WHAT WILL WE ACHIEVE if we can build the kind of intelligent, complex, self-organizing and evolutionary system that I propose? We have new tools to try out. We have real time computation available. A computer can predict from the trajectory of a man’s hand where it can go next, and within this range (given the man’s purpose as demonstrated by his last movements) where it is likely to go next. It can use this prediction to make available to the hand the implements or the light it may need. The computer can discover that a child has not been paying attention because he is bored, once it is taught the particular behavior patterns that indicate boredom. The teacher and the student would both teach it intentionally and perhaps unintentionally once they decided that this was their wish. The computer could change the fresh air in the room, or the lighting or the lesson, or the size of letters, the mix of spoken words, pictures and alphanumerics, or color, or two or three dimensional display. It could request that the teacher appear when the child-computer system encounters difficulties. Another analogy would be the dynamic transit system which maintains its purpose in relation to the town it serves even as it and the town change through their efforts to maintain equilibrium.

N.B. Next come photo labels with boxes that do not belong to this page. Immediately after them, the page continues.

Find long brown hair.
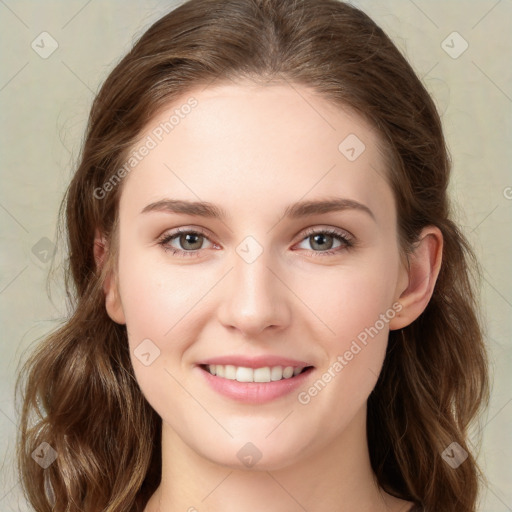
[17,0,489,512]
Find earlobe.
[94,229,126,324]
[389,226,443,330]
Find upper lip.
[197,355,312,368]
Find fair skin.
[96,83,442,512]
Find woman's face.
[104,84,407,468]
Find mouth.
[199,364,314,384]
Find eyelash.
[158,228,355,257]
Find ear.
[94,229,126,324]
[389,226,443,330]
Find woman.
[19,0,488,512]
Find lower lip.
[196,366,314,404]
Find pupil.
[313,234,332,249]
[183,233,201,249]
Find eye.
[158,228,213,257]
[294,228,354,256]
[158,228,354,257]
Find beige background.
[0,0,512,512]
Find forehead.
[121,83,393,228]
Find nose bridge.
[216,236,287,336]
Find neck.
[146,407,410,512]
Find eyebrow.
[141,197,376,220]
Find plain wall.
[0,0,512,512]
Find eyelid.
[157,226,355,256]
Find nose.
[218,251,291,338]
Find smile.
[204,364,310,382]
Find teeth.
[206,364,304,382]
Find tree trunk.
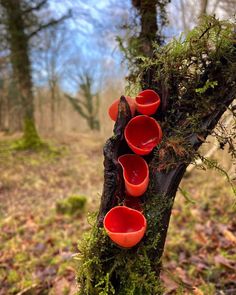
[78,18,236,295]
[0,0,39,147]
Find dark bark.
[94,31,236,294]
[97,96,131,227]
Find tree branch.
[22,0,48,14]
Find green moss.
[56,195,87,215]
[78,17,235,295]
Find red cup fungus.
[124,115,162,155]
[108,96,135,121]
[135,89,161,116]
[103,206,147,248]
[118,154,149,197]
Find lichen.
[78,17,236,295]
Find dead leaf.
[215,255,236,270]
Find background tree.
[0,0,68,148]
[76,17,236,294]
[66,71,100,130]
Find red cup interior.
[125,115,162,152]
[104,206,146,233]
[118,154,148,185]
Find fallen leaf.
[215,255,236,270]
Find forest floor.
[0,133,236,295]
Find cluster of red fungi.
[103,89,162,248]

This design of intelligent environments, this idea I call soft architecture, as yet seems to interest few professionals. But the increasing capacity and lessening cost of new computers offer us the tools now. With the flux produced by our explosive progress, if we can begin only by modifying the school environment so that it actively teaches children, we will at least see the next generation taking highly intelligent environments for granted. Our progress will depend on those few who are willing to accept and apply these new concepts. Limitless opportunities for applying the new control sophistication will appear, once we recognize as obsolescent the old economic pressures which reduce people to that average required by a rigid external environment — once hard architecture begins to be replaced by soft.